One of the true benefits of the recently released Portaledge Enumeration module is that it allows administrators to really see and understand what is communicating on their control systems. In talking with one of our early adopters, they noted that they had many more machines talking than what they previously thought. They used the alerts generated by various of the Enumeration modules to track down and verify the communications sessions. This verification and vetting process ensures that what is communicating on the network is approved, and necessary. A process facilitated by the Enumeration Module.
One of the powerful but simple tools in the Enumeration Package is the Traffic Monitor. It allows a administrator to specify what systems communicate with what other system, specifying ports and protocols. This module acts as a simple IDS to watch for unapproved or unknown communications between systems. When the Traffic Monitor is first deployed and not “tuned” for the necessary communications it will generate a number of alerts. From this initial set of alerts, each session can be researched to determine if it is necessary for the control system to function. From this verification work a set of “allowed” session can be added to the Traffic Monitor module’s properties.

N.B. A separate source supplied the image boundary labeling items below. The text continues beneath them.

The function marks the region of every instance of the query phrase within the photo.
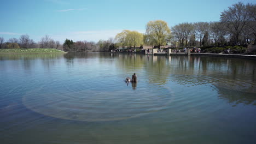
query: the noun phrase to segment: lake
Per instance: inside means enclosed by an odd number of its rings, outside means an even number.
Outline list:
[[[256,143],[253,60],[1,55],[0,100],[1,143]]]

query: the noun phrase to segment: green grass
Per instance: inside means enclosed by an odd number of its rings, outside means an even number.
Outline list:
[[[54,49],[0,49],[0,53],[44,53],[65,52],[62,51]]]

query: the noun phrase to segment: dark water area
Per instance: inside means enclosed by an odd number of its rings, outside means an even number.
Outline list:
[[[1,143],[255,143],[255,114],[253,60],[0,55]]]

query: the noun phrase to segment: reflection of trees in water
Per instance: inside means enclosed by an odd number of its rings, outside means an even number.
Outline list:
[[[36,59],[54,59],[61,58],[63,53],[47,54],[4,54],[0,55],[0,61],[2,60],[34,60]]]
[[[142,69],[143,67],[145,61],[144,55],[135,53],[118,54],[114,57],[115,62],[118,67],[121,68],[125,73],[131,74],[138,73],[139,69]]]
[[[37,64],[36,60],[42,60],[44,65],[49,67],[50,65],[54,65],[57,59],[63,57],[63,53],[47,53],[47,54],[5,54],[0,55],[0,61],[19,61],[22,64],[22,68],[25,70],[25,73],[30,74],[34,66]],[[34,61],[33,61],[34,60]],[[4,64],[6,63],[3,63]],[[20,66],[19,62],[8,63],[12,67],[17,67]]]
[[[145,70],[150,83],[164,85],[168,81],[171,65],[169,57],[164,56],[146,56]]]
[[[253,104],[256,105],[255,93],[249,93],[230,90],[223,87],[218,87],[219,98],[226,100],[229,103],[234,104],[233,106],[238,104],[246,105]]]

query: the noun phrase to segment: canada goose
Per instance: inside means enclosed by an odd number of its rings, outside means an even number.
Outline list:
[[[129,77],[126,77],[126,79],[125,79],[126,82],[130,82],[131,81],[131,78]]]

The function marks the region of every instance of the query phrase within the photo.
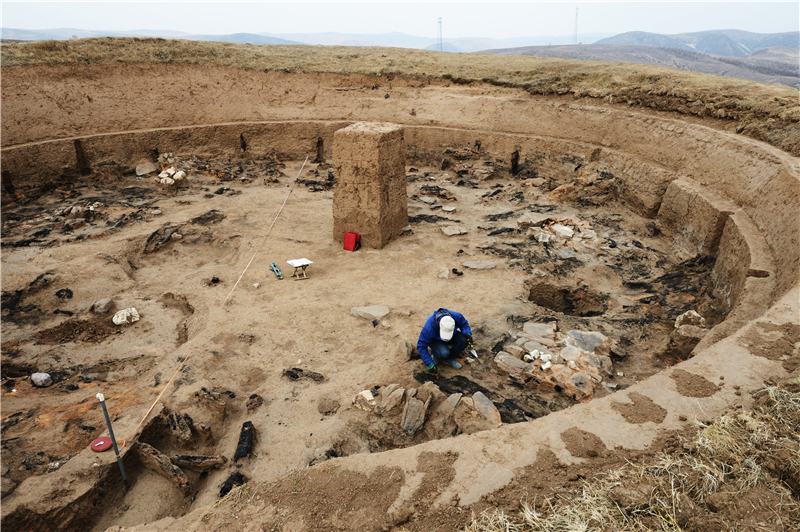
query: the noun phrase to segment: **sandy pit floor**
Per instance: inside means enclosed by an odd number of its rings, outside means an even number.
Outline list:
[[[134,407],[155,401],[184,361],[162,401],[173,422],[189,415],[211,436],[176,440],[162,416],[140,441],[169,456],[227,458],[219,469],[187,471],[187,492],[134,464],[130,489],[95,516],[93,530],[218,500],[237,470],[231,459],[247,421],[257,439],[238,471],[254,481],[492,428],[473,409],[447,434],[409,436],[398,411],[381,417],[352,406],[362,390],[430,380],[410,347],[439,307],[467,317],[479,355],[461,370],[443,367],[439,387],[483,392],[504,423],[591,400],[512,379],[494,362],[499,352],[521,351],[513,346],[524,346],[527,322],[617,341],[623,355],[595,382],[599,397],[688,356],[691,346],[670,341],[677,316],[697,310],[710,328],[727,312],[704,288],[712,264],[680,263],[652,221],[613,193],[564,198],[553,192],[557,183],[511,176],[479,153],[446,170],[407,166],[410,231],[356,252],[333,239],[329,165],[190,154],[161,162],[187,178],[177,186],[150,175],[20,189],[2,212],[4,482],[48,474],[101,435],[98,392],[112,419],[137,423],[130,417],[142,408]],[[541,228],[518,224],[529,214],[572,236],[540,242]],[[299,258],[313,261],[308,279],[292,277],[287,260]],[[470,269],[469,261],[495,267]],[[103,298],[112,309],[94,312]],[[390,312],[375,321],[351,313],[371,305]],[[113,313],[129,307],[141,319],[114,325]],[[35,372],[54,383],[33,387]]]

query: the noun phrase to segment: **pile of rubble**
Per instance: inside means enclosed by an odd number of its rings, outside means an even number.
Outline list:
[[[500,412],[486,395],[442,392],[433,382],[405,389],[399,384],[359,392],[353,406],[379,416],[400,415],[400,427],[413,436],[423,425],[427,438],[439,439],[499,427]],[[402,413],[401,413],[402,412]],[[426,423],[427,421],[427,423]]]
[[[560,248],[559,259],[571,259],[576,252],[597,253],[603,247],[597,233],[586,220],[576,216],[553,218],[548,214],[527,213],[517,219],[517,228],[524,231],[529,240]]]
[[[523,385],[546,385],[587,401],[595,387],[616,388],[606,381],[621,377],[613,360],[627,353],[617,340],[595,332],[560,332],[556,322],[527,322],[494,358],[511,381]]]

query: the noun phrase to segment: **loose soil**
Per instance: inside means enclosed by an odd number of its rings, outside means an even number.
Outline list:
[[[320,185],[329,181],[329,165],[274,157],[171,159],[168,164],[190,176],[177,189],[135,177],[108,185],[18,187],[16,201],[3,209],[2,453],[14,482],[63,465],[104,430],[92,401],[97,391],[119,415],[128,404],[119,402],[124,390],[140,397],[127,392],[129,401],[152,401],[187,355],[167,409],[210,427],[213,443],[186,448],[169,437],[166,422],[152,425],[141,441],[166,455],[225,455],[242,423],[252,421],[254,457],[241,471],[260,480],[332,457],[490,428],[465,415],[450,433],[409,436],[399,412],[376,417],[349,407],[362,389],[430,380],[407,346],[438,306],[467,316],[479,357],[464,360],[460,371],[442,368],[437,385],[448,394],[483,392],[505,423],[576,403],[558,389],[511,381],[494,365],[494,354],[513,343],[526,321],[556,321],[562,331],[595,330],[620,340],[628,355],[608,377],[614,387],[597,389],[602,396],[678,359],[669,356],[676,316],[698,309],[713,326],[726,312],[722,299],[702,288],[710,265],[673,262],[669,242],[623,203],[550,200],[550,190],[569,180],[573,167],[536,187],[530,171],[514,176],[476,153],[462,155],[451,171],[409,166],[411,234],[380,251],[350,253],[330,234],[332,192]],[[493,174],[475,179],[473,168]],[[440,204],[420,200],[432,195],[456,210],[442,212]],[[597,245],[557,259],[552,245],[517,229],[516,219],[526,213],[590,224]],[[441,232],[441,225],[455,223],[468,232]],[[307,280],[290,277],[288,265],[283,280],[270,270],[271,262],[299,257],[314,262]],[[498,266],[462,266],[481,259]],[[442,269],[449,278],[439,277]],[[64,289],[73,297],[64,298]],[[115,310],[136,307],[142,319],[113,325],[110,312],[91,311],[103,297],[113,299]],[[378,326],[349,314],[350,307],[369,304],[387,304],[392,313]],[[304,332],[310,330],[316,332]],[[49,372],[55,384],[31,387],[35,371]],[[222,406],[199,399],[201,388]],[[245,408],[254,396],[262,402]],[[282,459],[264,459],[274,456]],[[167,480],[131,460],[135,487],[96,516],[94,529],[177,517],[213,502],[227,478],[224,469],[191,476],[195,501],[187,504],[167,495]],[[144,493],[160,495],[143,504]]]

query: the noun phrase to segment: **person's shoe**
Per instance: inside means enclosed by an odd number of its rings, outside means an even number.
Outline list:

When common hacking enumeration tools or techniques are then deployed on the network, such as a port sweep of various machines on the subnet, the Traffic Monitor will note the unapproved sessions and generate alerts. Login attempts, exploits, pings, port sweeps and a variety of other techniques will all create alerts as long as they fall outside of the range of what has been added to the approved list.
In “tuning” the list, I was initially a bit reticent to add wildcards into the approved sessions lists, as the improper use of wildcards will turn the Traffic Monitor blind, but after conversing with a few sources, there are some cases for which the use of wildcards just makes sense. In some applications the source machine chooses a random port when a service is started, making it impossible to tune this session without wildcards. The use of wildcards will be part of a forthcoming release.
A properly tuned Traffic Monitor with a very minimal set of approved sessions becomes a powerful tool in detecting and logging unknow, unauthorized and malicious traffic on your control systems.